Leider nicht. Um ehrlich zu sein ist die gesamte Branche schon überwiegend weiß und männlich. Aber dadurch habe ich meine eigene Rolle als Vorbild sehr ernst genommen. Ich weiß nicht, ob ich mich ohne diesen Antrieb getraut hätte, zwei Jahre lang an der Mediadesign Hochschule (MD.H) Berlin im Studiengang Game Design zu unterrichten. Mir fällt so etwas unglaublich schwer, aber ich finde es einfach wichtig, in den sauren Apfel zu beißen. Mich auf eine Bühne zu stellen und sichtbar zu sein ist wichtig, um andere zu ermuntern, aber auch um wieder anderen zu zeigen, dass Kompetenz viele Gesichter haben kann. Auch ein Interview wie dieses zu geben, welches eigentlich auch außerhalb meiner Komfortzone liegt, ist wichtig.
Du bist aktuell bei der Initiative Creative Gaming engagiert, was hat es damit auf sich?
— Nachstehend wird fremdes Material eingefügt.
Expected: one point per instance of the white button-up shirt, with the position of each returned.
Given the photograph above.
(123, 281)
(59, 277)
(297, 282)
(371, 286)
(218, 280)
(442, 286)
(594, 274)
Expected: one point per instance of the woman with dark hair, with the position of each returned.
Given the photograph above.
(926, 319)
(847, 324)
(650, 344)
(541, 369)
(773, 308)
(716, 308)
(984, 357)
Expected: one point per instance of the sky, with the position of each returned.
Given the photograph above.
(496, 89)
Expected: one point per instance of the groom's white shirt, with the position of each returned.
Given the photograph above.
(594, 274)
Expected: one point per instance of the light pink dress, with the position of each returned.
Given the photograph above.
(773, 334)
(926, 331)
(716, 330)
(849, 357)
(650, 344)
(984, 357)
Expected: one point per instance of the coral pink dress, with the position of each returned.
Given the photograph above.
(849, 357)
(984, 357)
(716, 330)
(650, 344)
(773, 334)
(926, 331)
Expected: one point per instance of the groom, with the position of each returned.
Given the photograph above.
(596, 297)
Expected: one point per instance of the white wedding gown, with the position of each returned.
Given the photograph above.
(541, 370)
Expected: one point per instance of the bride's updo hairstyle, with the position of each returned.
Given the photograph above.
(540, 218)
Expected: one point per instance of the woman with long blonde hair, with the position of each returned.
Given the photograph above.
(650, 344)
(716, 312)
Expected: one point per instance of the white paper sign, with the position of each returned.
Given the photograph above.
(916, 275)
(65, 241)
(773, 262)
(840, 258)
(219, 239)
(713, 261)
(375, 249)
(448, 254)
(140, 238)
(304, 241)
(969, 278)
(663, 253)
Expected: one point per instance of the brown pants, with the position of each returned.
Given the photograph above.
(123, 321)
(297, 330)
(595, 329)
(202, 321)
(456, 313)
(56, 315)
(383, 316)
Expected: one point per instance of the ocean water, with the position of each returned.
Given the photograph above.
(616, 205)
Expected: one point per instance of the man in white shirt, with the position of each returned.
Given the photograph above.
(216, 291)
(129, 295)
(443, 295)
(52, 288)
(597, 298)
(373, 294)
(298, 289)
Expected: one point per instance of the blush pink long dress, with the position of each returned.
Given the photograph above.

Durch die Initiative Creative Gaming begleite ich aktuell beruflich Jugendliche dabei, Geschichten in und durch Games zu erzählen, wie z.B. in Form von Filmen, deren Drehbuch wir zusammen schreiben und in Minecraft Sets bauen und drehen. So entstehen vollkommen eigenständige Filmdateien. In einem Projekt, dass seit fast einem Jahr läuft, bauen wir einmal im Monat ein Wochenende lang mit Jugendlichen an einer Zukunftsstadt in Minecraft und setzen uns mit den unterschiedlichsten Zukunftsthemen auseinander. Die Jugendlichen entwickeln dabei ihre Vision, wie sie gerne leben wollen und setzen das exemplarisch in Minecraft um. Ein anderes Herzensprojekt setze ich gerade mit der Europäischen Akademie Berlin (EAB) um. Wir entwickeln zusammen mit jungen Frauen (15-21) – mit und ohne Fluchtgeschichte – Spiele zur gesellschaftlichen Teilhabe. Durch diese Arbeiten ist mir sehr bewusst geworden, dass ich nicht nur andere dabei unterstützen und schulen möchte Geschichten zu schreiben, sondern auch selbst wieder aktiv schreiben muss. Aktuell arbeite ich viel an Drehbüchern. Dieses Jahr habe ich bereits ein Drehbuch für einen Langfilm und zwei Serienkonzepte geschrieben. Inzwischen arbeite ich noch an einem zusätzlichen Serienkonzept sowie Pilotfolgen und an einem zweiten Langfilm mit einer Regisseurin als Co-Autorin zusammen.